Fig. 5Validation of NGS of HIV-1 single genome amplicons. Ten env amplicons from participant “J” were subject to Sanger capillary sequencing and NGS. To ease visualization, the highlighter plot is shown, where each sequence was compared to the consensus of the participant, and differences from the consensus are denoted with color-coded tic marks using the LANL Highlighter convention (i.e., green = A, blue = C, orange = G, red = T, and gray = deletion) [13]. Each cognate pair shows identical patterns indicating 100% concordance between the two techniques.

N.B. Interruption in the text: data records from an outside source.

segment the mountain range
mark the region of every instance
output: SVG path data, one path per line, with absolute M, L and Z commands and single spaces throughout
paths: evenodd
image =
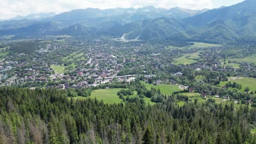
M 125 35 L 126 39 L 256 43 L 255 8 L 256 1 L 246 0 L 212 10 L 78 9 L 41 20 L 0 22 L 0 35 Z
M 9 19 L 5 20 L 2 20 L 2 21 L 11 21 L 11 20 L 22 20 L 24 19 L 27 20 L 42 20 L 44 18 L 47 18 L 49 17 L 53 17 L 56 15 L 54 12 L 50 12 L 48 13 L 38 13 L 38 14 L 32 14 L 28 15 L 27 16 L 21 16 L 21 15 L 17 15 L 16 16 Z

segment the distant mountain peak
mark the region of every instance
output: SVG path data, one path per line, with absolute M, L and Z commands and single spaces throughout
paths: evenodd
M 49 17 L 54 16 L 56 14 L 54 12 L 50 12 L 48 13 L 37 13 L 37 14 L 31 14 L 28 15 L 23 16 L 20 15 L 17 15 L 16 16 L 10 18 L 7 20 L 21 20 L 23 19 L 28 19 L 28 20 L 40 20 L 46 17 Z

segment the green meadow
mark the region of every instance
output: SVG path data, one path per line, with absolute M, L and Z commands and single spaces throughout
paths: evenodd
M 236 79 L 235 80 L 232 80 L 232 78 L 235 79 L 237 77 L 231 77 L 229 78 L 231 79 L 230 80 L 230 81 L 231 82 L 231 83 L 233 83 L 234 82 L 236 82 L 237 83 L 242 85 L 242 89 L 238 89 L 238 91 L 243 91 L 245 90 L 245 88 L 246 87 L 248 87 L 251 91 L 252 91 L 253 92 L 256 91 L 256 79 L 251 78 L 251 77 L 241 77 L 240 79 Z M 229 82 L 228 81 L 222 82 L 219 84 L 219 86 L 225 86 L 226 83 L 228 82 Z
M 161 93 L 166 95 L 171 95 L 174 92 L 181 91 L 178 85 L 160 84 L 155 86 L 143 81 L 142 83 L 145 85 L 146 88 L 148 89 L 151 89 L 152 87 L 156 89 L 159 89 Z
M 98 100 L 103 100 L 106 104 L 119 104 L 123 101 L 117 95 L 117 93 L 122 88 L 109 88 L 102 89 L 93 91 L 91 92 L 91 96 L 88 97 L 77 97 L 75 98 L 79 99 L 96 99 Z M 129 97 L 130 98 L 135 98 L 138 97 L 137 92 L 133 92 L 133 94 L 132 95 L 125 96 L 125 98 Z M 150 101 L 150 98 L 144 97 L 144 101 L 146 104 L 154 105 L 155 104 Z
M 196 63 L 197 59 L 200 58 L 199 53 L 196 52 L 191 54 L 186 54 L 179 58 L 174 58 L 174 63 L 176 65 L 187 65 L 191 64 Z
M 208 44 L 208 43 L 199 43 L 199 42 L 191 42 L 193 43 L 194 45 L 190 45 L 188 46 L 183 46 L 183 47 L 178 47 L 175 46 L 169 46 L 166 48 L 166 50 L 171 50 L 171 49 L 178 49 L 178 50 L 183 50 L 185 48 L 207 48 L 210 47 L 218 47 L 221 46 L 221 45 L 218 44 Z

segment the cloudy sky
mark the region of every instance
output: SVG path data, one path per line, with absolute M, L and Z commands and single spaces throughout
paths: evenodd
M 1 0 L 0 19 L 32 13 L 60 13 L 77 9 L 97 8 L 140 8 L 154 5 L 157 8 L 179 7 L 191 9 L 219 8 L 231 5 L 244 0 Z

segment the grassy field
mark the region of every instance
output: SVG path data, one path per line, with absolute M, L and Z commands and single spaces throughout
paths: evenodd
M 224 60 L 222 60 L 221 65 L 222 66 L 226 66 L 226 67 L 228 66 L 228 67 L 232 67 L 232 68 L 239 68 L 239 65 L 240 65 L 240 64 L 239 64 L 238 63 L 229 63 L 228 61 L 229 61 L 229 60 L 228 60 L 228 61 L 226 60 L 226 64 L 224 64 Z
M 90 97 L 85 99 L 95 99 L 98 100 L 103 100 L 106 104 L 119 104 L 123 102 L 123 100 L 119 99 L 117 93 L 122 88 L 103 89 L 94 91 Z
M 160 89 L 161 93 L 164 94 L 171 95 L 174 92 L 181 91 L 181 89 L 179 88 L 179 86 L 178 85 L 160 84 L 154 86 L 153 84 L 149 84 L 148 83 L 146 83 L 145 82 L 142 82 L 145 85 L 147 89 L 151 89 L 152 87 L 155 88 L 156 89 Z
M 235 77 L 230 77 L 230 78 L 235 78 Z M 241 77 L 241 79 L 237 79 L 236 80 L 231 79 L 231 82 L 232 83 L 236 82 L 239 84 L 242 85 L 242 89 L 239 89 L 240 91 L 243 91 L 245 88 L 246 87 L 248 87 L 250 89 L 250 91 L 252 92 L 255 92 L 256 91 L 256 79 L 251 78 L 251 77 Z M 219 86 L 225 86 L 228 81 L 223 81 L 220 82 Z
M 174 58 L 175 64 L 176 65 L 187 65 L 190 64 L 197 62 L 197 59 L 200 58 L 199 56 L 199 53 L 196 52 L 191 54 L 187 54 L 182 57 Z
M 191 47 L 218 47 L 221 46 L 221 45 L 213 44 L 208 44 L 204 43 L 198 43 L 198 42 L 193 42 L 194 45 L 190 46 Z
M 176 94 L 176 95 L 183 95 L 185 96 L 188 96 L 188 97 L 200 97 L 201 94 L 197 93 L 179 93 L 179 94 Z
M 137 92 L 134 91 L 133 95 L 129 95 L 129 96 L 125 96 L 125 98 L 127 98 L 128 97 L 129 97 L 129 98 L 135 98 L 135 97 L 138 97 L 137 94 Z M 155 104 L 155 103 L 153 103 L 153 102 L 151 101 L 151 99 L 150 98 L 147 98 L 147 97 L 144 97 L 143 99 L 144 99 L 144 101 L 145 101 L 145 103 L 146 104 L 149 104 L 149 105 L 151 105 Z
M 75 52 L 65 57 L 62 58 L 61 60 L 63 61 L 75 61 L 77 62 L 79 62 L 80 61 L 86 61 L 86 58 L 84 56 L 84 54 L 83 52 L 80 52 L 80 53 Z
M 233 62 L 233 61 L 236 61 L 237 62 L 252 62 L 252 63 L 256 63 L 256 55 L 253 56 L 252 57 L 245 57 L 243 58 L 232 58 L 232 59 L 230 59 L 228 60 L 231 62 Z
M 166 47 L 166 50 L 172 50 L 172 49 L 178 49 L 182 50 L 185 48 L 207 48 L 209 47 L 218 47 L 221 46 L 221 45 L 213 44 L 208 44 L 204 43 L 198 43 L 198 42 L 191 42 L 194 43 L 194 45 L 190 45 L 188 46 L 183 46 L 183 47 L 178 47 L 174 46 L 169 46 Z
M 63 65 L 51 65 L 51 67 L 53 68 L 54 70 L 55 71 L 56 73 L 57 74 L 62 74 L 64 73 L 64 69 L 66 67 L 64 67 Z
M 0 57 L 5 57 L 9 54 L 9 52 L 0 52 Z
M 95 99 L 96 98 L 98 100 L 103 100 L 106 104 L 119 104 L 123 102 L 123 100 L 119 98 L 117 95 L 118 91 L 122 88 L 110 88 L 95 90 L 92 92 L 91 95 L 88 97 L 77 97 L 75 98 L 78 99 Z M 137 97 L 137 92 L 135 91 L 132 95 L 126 96 L 125 98 L 129 97 L 130 98 L 135 98 Z M 154 105 L 155 103 L 150 101 L 150 98 L 144 97 L 143 98 L 146 104 Z

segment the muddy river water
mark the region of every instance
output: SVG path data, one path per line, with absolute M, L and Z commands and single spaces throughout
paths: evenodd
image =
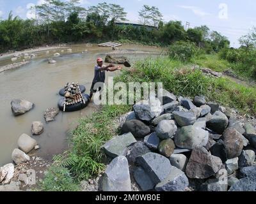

Fig. 6Field test of NGS of HIV-1 single genome amplicons. 101 env amplicons from 10 HIV-1 infected individuals were subject to NGS sequencing. A) the phylogenetic tree shows separate clustering of sequences from each individual, supported by 100% bootstrap values. The 10 sequences from participant “J” that had been used in the assay validation are shown in grey. HIV-1 reference sequence HXB2 is depicted. B) Highlighter plot of sequences from each participant show different within-individual diversity profiles, ranging from highly homogeneous (e.g., participant “B”) to more diverse (e.g., participant “D”). Color-coding is as in Fig. 5. The 10 sequences from participant “J” that had been used in the assay validation are depicted by the grey bar. C) Pair-wise sequence diversity within each participant.
Fig. 7Scale up of NGS of HIV-1 single genome amplicons. 43 different env amplicons used in the assay validation were multiplexed using distinct barcodes were run together on a 318 chip v2 BC. The top panel shows the loading efficiency and run metrics. The bottom-left graph shows the per-base coverage for each sequence, represented by a different line color and the bottom-right graph summarizes the statistics of the 43 sequences. The dotted line indicates 50x coverage.